“Todo tiene su momento, y cada cosa su tiempo bajo el cielo” (Eclesiastés / Qohélet, 3,1)
Las viejas palabras bíblicas resuenan en una obra del escritor Erich Maria Remarque, llevada al cine con el título en castellano de “Tiempo para amar, tiempo para morir”.
Antes, Remarque había publicado un libro que le dio mayor celebridad, “Sin novedad en el frente”. La cruz de hierro, ganada en el gran conflicto que supuso la primera guerra mundial, no le evitó que tuviera que emigrar de Alemania tras el ascenso del nazismo, como tantos otros.
En la película a la que me refiero aquí se muestra ese contraste entre los tiempos a los que se refiere el libro sapiencial. El protagonista alemán en la segunda gran guerra vive, en unos pocos días de permiso en un Berlín ya bombardeado, la pasión del enamoramiento, que ha de cortarse bruscamente con su regreso al frente ruso; allí la muerte le sorprenderá leyendo la última carta de su mujer (creo que este resumen no evita que se vea la película, sino que puede incitar a hacerlo).
Sobra abundar en el horror que implica una guerra, porque no se puede hablar nunca de ella en pasado. Hoy mismo, ese jinete apocalíptico es algo tan cotidiano que casi ya no es noticia, como no lo son los otros jinetes, peste (llamada ahora Covid), hambre y muerte.

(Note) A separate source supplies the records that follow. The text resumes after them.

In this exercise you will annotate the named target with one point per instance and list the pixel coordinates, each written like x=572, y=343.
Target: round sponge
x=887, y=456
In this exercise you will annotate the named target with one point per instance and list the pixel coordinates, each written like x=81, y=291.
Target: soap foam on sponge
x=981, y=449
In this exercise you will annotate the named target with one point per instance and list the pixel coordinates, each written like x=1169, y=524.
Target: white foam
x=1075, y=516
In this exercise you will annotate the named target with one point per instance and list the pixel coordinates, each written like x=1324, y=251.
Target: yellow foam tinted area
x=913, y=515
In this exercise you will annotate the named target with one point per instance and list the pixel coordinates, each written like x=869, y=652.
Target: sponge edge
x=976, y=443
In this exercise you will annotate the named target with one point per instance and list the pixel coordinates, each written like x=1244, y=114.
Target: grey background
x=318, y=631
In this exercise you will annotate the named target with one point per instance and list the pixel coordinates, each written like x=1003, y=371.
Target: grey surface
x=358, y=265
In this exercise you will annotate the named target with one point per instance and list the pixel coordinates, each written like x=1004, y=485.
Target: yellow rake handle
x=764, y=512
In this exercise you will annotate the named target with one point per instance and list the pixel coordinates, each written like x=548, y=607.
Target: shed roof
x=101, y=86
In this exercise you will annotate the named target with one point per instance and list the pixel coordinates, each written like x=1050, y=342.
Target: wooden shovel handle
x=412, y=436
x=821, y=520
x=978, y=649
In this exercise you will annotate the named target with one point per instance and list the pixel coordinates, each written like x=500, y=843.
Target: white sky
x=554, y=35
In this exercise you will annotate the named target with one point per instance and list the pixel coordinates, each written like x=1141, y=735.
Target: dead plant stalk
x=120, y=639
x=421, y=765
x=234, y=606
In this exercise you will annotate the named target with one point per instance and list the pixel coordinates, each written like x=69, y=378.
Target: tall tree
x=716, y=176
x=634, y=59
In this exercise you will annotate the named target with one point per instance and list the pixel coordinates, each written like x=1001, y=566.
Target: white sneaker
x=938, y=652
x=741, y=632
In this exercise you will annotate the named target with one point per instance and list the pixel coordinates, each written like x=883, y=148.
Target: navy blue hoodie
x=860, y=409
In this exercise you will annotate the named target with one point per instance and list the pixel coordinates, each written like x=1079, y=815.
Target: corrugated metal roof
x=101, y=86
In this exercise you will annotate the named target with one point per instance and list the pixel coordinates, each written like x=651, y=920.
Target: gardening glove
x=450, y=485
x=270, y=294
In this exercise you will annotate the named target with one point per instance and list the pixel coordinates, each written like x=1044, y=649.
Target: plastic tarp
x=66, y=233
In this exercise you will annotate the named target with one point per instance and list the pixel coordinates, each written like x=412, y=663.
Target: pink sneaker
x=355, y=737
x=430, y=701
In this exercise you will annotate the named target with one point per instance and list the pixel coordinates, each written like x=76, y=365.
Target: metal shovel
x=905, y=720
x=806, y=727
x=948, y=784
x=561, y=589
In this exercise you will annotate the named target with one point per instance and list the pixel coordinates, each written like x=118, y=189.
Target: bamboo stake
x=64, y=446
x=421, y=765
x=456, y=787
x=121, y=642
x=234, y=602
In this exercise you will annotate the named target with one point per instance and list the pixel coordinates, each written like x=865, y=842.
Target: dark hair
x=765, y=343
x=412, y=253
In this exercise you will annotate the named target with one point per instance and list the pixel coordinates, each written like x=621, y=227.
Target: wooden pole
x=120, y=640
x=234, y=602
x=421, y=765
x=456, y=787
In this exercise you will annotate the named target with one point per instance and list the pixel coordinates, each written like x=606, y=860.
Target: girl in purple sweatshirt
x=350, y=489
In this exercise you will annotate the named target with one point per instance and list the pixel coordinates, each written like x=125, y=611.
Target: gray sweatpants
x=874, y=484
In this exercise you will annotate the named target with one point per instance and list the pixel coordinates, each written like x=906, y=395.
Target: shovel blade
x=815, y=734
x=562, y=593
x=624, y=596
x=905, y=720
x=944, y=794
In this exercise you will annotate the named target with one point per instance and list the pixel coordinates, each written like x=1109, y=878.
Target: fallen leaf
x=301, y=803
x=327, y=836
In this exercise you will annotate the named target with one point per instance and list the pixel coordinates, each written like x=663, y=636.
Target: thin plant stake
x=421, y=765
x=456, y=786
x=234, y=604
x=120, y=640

La película mencionada la asocio a otra que ya he visto repetidas veces (también en estas navidades), “Qué bello es vivir”. En ambas se apunta al tiempo propicio, al tiempo de Aión, ese en el que podemos sumergirnos y sentir la eternidad ya antes de morir. La obra de Remarque nos hace sentir el valor del presente. Hay tiempo para amar… aprovechémoslo. Ya moriremos y siempre será absurdo, pero el absurdo de la muerte no implica que la vida sea también absurda; al contrario. En la otra película, James Stewart interpreta a un hombre que, abocado al suicidio, es salvado por un ángel mediocre con forma humana (hay tantos…) que se limita a mostrarle el complemento de lo que los fantasmas navideños le revelaban a un viejo avaro en un cuento de Dickens. Se trata aquí de recordar el pasado para cambiar ya, en el instante presente, el futuro.
El fracasado que interpreta J. Stewart acaba descartando la opción suicida porque se le evidencia que su vida hasta entonces tuvo el gran sentido de haber ayudado a otros en mayor o menor grado, a tal punto que, de no haber vivido, una parte del mundo sería peor. El cascarrabias Scrooge comprende que no lo ha hecho bien precisamente y da un vuelco bondadoso a su vida. En ambos casos, no importa el cuánto se ha vivido ni cuánto queda por vivir, sino el cómo y en los dos se da un tiempo nuevo, el de Kayrós, el de la oportunidad ética. Kayrós fue también el tiempo en que el soldado alemán optó por amar, aunque le quedara poco tiempo cronológico, el de su permiso, que intenta infructuosamente prolongar unas horas.
Siempre tenemos tiempo de mejorar nuestra vida hacia el amor. Siempre podemos cambiar de la simple existencia en el mundo a habitarlo, según sugería Hölderlin.
Remarque mejoró el mundo con sus obras y nos da igual su vida privada, pues a cada uno nos basta con la propia. Del mismo modo, los personajes de ficción citados se hicieron conscientes de la oportunidad ofrecida por la vida y la usaron para cambiarla, para cambiar el mundo.
Ocurre que el mundo no es, podríamos decir, algo estructural, sino que cambia por la acción de personas concretas, y cada uno de nosotros tiene la maravillosa posibilidad de hacerlo, mediante un cambio a mejor, eso que podría decirse con el término de “conversión”, de “despertar” o, quizá, como “metanoia”.
No cabe considerar la posibilidad ética desde un enfoque “top-down”, como si fuera responsabilidad única de quienes tienen el poder económico, político, social, del tipo que sea y a cualquier escala. Sólo es concebible de modo universal un enfoque “bottom–up”.
Hay dos aspectos comunes a las tres historias aludidas (realidad o fantasía es lo de menos) que me parecen relevantes.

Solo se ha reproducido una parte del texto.